Software as a Service
The Software as a Service industry is a unique industry unto itself. It features extremely high gross margins, but also a very high cost to acquire a customer. The low barriers to entry allow many companies to beta test a concept in the market before incurring significant capital to expand their customer base. In every sense, SaaS companies must keep their overhead as minimal as possible - that way, capital raised can foster sales growth and development of the product. Inefficient or unnecessary overhead consumes capital that otherwise could be used for much higher ROI projects. As a result, many SaaS companies sustain reduced overhead spend, which generally translates to inexperienced or undertrained resources processing transactions and collating information critical to the understanding and growth of startups. Companies scramble for data to raise capital, but limit the resources used to gather that information. Further, with limited capacity resources, many times networking capital suffers - which requires the consumption of more investment resources that otherwise could be utilized elsewhere.

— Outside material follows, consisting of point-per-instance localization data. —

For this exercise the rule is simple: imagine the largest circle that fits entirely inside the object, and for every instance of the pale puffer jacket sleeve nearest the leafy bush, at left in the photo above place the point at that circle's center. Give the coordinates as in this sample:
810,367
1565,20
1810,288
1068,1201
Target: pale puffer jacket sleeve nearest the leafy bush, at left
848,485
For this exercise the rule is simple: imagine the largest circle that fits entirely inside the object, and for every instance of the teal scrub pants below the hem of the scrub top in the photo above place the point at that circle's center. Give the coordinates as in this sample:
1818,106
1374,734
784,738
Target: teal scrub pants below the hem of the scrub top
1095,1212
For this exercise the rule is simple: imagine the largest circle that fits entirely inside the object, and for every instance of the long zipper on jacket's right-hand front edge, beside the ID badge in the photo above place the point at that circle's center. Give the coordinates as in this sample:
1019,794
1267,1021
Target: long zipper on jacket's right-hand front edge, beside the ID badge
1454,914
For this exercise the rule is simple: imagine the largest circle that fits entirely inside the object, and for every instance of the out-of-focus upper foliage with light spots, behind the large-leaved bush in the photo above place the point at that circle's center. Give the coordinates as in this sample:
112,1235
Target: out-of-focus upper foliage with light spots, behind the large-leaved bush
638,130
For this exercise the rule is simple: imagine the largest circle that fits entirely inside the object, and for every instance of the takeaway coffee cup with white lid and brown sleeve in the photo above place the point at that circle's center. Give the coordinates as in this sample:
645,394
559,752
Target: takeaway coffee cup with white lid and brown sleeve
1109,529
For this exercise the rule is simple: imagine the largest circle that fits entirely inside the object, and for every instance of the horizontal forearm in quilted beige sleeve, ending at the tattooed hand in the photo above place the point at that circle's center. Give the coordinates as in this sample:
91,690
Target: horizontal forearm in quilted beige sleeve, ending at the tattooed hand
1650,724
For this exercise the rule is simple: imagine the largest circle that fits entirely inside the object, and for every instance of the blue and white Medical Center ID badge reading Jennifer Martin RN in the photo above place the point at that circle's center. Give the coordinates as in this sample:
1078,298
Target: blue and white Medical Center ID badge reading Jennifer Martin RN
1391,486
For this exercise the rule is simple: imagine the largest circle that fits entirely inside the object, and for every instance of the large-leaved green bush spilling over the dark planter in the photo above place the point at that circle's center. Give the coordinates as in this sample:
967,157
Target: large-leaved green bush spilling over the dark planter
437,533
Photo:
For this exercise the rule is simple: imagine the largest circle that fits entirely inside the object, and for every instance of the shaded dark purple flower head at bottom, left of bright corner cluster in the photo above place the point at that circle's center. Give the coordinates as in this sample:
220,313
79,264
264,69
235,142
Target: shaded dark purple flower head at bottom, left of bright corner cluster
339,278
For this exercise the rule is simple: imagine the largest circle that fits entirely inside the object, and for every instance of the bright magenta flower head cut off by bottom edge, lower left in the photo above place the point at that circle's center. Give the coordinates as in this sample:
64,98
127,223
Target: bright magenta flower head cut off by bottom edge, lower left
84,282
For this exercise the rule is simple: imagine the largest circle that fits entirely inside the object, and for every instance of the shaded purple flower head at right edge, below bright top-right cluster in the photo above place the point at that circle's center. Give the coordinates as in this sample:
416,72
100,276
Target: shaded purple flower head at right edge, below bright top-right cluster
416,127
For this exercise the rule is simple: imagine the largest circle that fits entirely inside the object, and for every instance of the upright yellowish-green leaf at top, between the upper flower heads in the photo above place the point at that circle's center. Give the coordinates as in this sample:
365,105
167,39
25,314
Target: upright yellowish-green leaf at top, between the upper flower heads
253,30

On one project, Random Wave was hired to improve the effectiveness and quality of information. While providing services, our experts found inefficiencies in processes that led to missed billings, missed recognition of revenue, and incredibly high DOS on receivables to the tune of $500k in capital being tied up annually in receivables.
Our experts mined historical transactions and contracts and were able to find almost $200k in missed revenue recognition. Further, $70k of these contracts were not billed in the first place. We assisted the company in billing and collecting on and missed contracts.
In another project, we assisted a company in reducing DOS on receivables from over 100 days to less than 60 days. This equated to an annualized $500k in networking capital increase, which was used to fund research and development costs.
The median SaaS startup spends about 92% of first-year revenue on customer acquisition. Once acquired, SaaS companies spend 20% of their revenue on COR, 28% on R&D, and 20% on customer retention. This does not leave much for G&A costs. Too often, the tradeoff on cost allocation is between G&A and R&D. At Random Wave, we minimize your G&A so that more capital is spent on Research and Development, maximizing ROI.